DESAFÍO EN LA SIERRA DE GUADARRAMA

Quería participar en una carrera ciclista en ruta. Estar dentro de un pelotón, circular por una carretera “cerrada” en exclusividad para los ciclistas. Subir y bajar puertos, demarrar, ir a rueda, en una competición en la que poder tener la posibilidad de sentir lo que uno tantas veces ha leído o ha visto sobre las grandes competiciones ciclistas. A mi nivel, claro está, sin posibilidad de acceder a los puestos de honor, un ciclista anónimo entre otros más de 250 deportistas que tomamos la salida a las 8 de la mañana en la localidad madrileña de Colmenar Viejo, en la tercera edición del Desafío Puertos de Guadarrama, una marcha de 161,9 km y 5 puertos de montaña que organiza la Federación Madrileña de Ciclismo. Quizás debiera haber buscado otra competición menos dura y asequible, haber elegido otra prueba del calendario donde la dureza del perfil y el nivel de los contrincantes fuera menos elevado, pero a veces la ilusión, la vanidad o la confianza superan al sentido común y la mesura.
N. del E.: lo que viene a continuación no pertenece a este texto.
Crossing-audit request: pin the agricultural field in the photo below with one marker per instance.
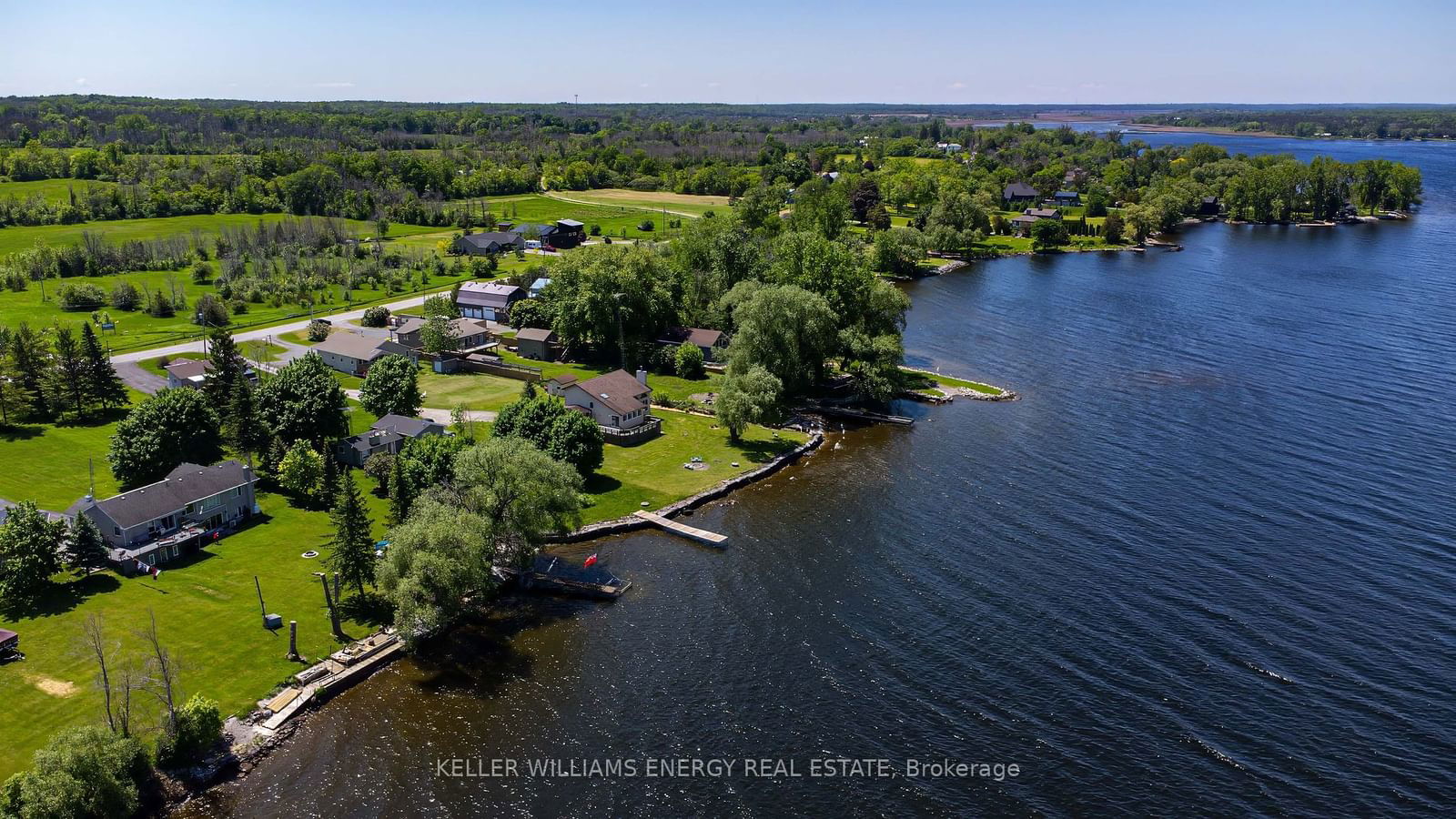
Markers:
(682, 205)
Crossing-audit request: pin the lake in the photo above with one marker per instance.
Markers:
(1203, 566)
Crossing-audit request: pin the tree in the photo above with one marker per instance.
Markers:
(85, 545)
(69, 369)
(82, 771)
(29, 552)
(353, 554)
(303, 401)
(171, 428)
(689, 360)
(746, 399)
(198, 729)
(302, 470)
(1048, 234)
(439, 334)
(102, 383)
(226, 372)
(392, 388)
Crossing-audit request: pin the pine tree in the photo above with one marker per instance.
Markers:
(244, 426)
(85, 545)
(69, 370)
(102, 383)
(400, 491)
(228, 369)
(29, 356)
(353, 535)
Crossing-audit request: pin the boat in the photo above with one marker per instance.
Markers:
(551, 574)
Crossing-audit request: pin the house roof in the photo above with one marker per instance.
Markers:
(351, 346)
(698, 336)
(618, 389)
(405, 426)
(535, 334)
(488, 295)
(186, 484)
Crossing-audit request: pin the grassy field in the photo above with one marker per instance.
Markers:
(652, 471)
(123, 229)
(55, 191)
(207, 617)
(683, 205)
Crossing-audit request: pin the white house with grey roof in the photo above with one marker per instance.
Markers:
(178, 515)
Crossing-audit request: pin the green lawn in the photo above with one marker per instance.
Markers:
(55, 191)
(207, 615)
(652, 471)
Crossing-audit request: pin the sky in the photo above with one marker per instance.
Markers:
(1009, 51)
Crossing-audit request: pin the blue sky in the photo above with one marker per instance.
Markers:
(1040, 51)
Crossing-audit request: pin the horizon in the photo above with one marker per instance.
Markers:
(761, 55)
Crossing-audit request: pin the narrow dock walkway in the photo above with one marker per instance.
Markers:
(692, 532)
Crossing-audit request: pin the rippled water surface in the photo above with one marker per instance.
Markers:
(1205, 566)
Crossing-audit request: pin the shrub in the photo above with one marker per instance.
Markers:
(376, 317)
(80, 296)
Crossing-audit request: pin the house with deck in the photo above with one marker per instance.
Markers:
(487, 300)
(618, 401)
(175, 516)
(388, 436)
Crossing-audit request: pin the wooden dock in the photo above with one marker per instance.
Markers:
(692, 532)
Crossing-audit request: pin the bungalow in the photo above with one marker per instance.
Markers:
(1018, 191)
(616, 401)
(174, 516)
(189, 372)
(706, 339)
(487, 300)
(536, 343)
(388, 435)
(490, 242)
(470, 332)
(353, 353)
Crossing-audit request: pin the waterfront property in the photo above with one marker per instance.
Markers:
(487, 299)
(189, 372)
(616, 401)
(710, 341)
(174, 516)
(385, 436)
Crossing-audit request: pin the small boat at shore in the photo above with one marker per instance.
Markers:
(551, 574)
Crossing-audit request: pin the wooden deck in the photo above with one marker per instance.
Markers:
(692, 532)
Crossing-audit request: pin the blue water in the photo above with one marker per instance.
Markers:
(1208, 566)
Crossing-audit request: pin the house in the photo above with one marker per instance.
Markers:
(470, 332)
(353, 353)
(706, 339)
(388, 435)
(536, 343)
(564, 234)
(616, 401)
(1018, 191)
(490, 242)
(189, 372)
(178, 515)
(487, 300)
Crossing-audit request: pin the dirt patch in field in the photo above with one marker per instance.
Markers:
(53, 687)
Me preparé duro para poder afrontar el reto. A pesar del invierno frío, y sobre todo, lluvioso, desde el mes de febrero que dejé de entrenar la carrera a pie, programé cuatro meses de entrenamiento exclusivo de bicicleta que creo que ha dado sus frutos. Han sido muchos kilómetros por las montañas de Guadarrama, ya fuera con la bicicleta de montaña o con la flaca (carretera), casi siempre acompañado de amigos con los que he compartido experiencia y sudor. Soy muy afortunado de poder vivir en este entorno natural de la Sierra de Guadarrama, y de poder entrenar por caminos y carreteras que discurren en soledad y por parajes de gran belleza. El entrenamiento me ha permitido también conocer nuevos lugares y rutas, lo que siempre supone un aliciente más cuando se pasan tantas horas montado sobre un sillín.

Resulta emocionante la espera bajo la pancarta, codearse con tanto “pro”, el altavoz, la guardia civil de tráfico dando vueltas e impartiendo las últimas instrucciones, los fotógrafos, los coches de asistencia, ambulancias, incluso una moto con cámara de TVE. Sólo faltaba Perico Delgado. Sin llegar a la profusión de medios y alboroto que se monta alrededor de una gran vuelta, la sensación resulta genuina y enervante, los músculos se tensan, el espíritu se expande, tan sólo deseando que todo se ponga en marcha y poder quemar la adrenalina que empieza a saturar el ambiente.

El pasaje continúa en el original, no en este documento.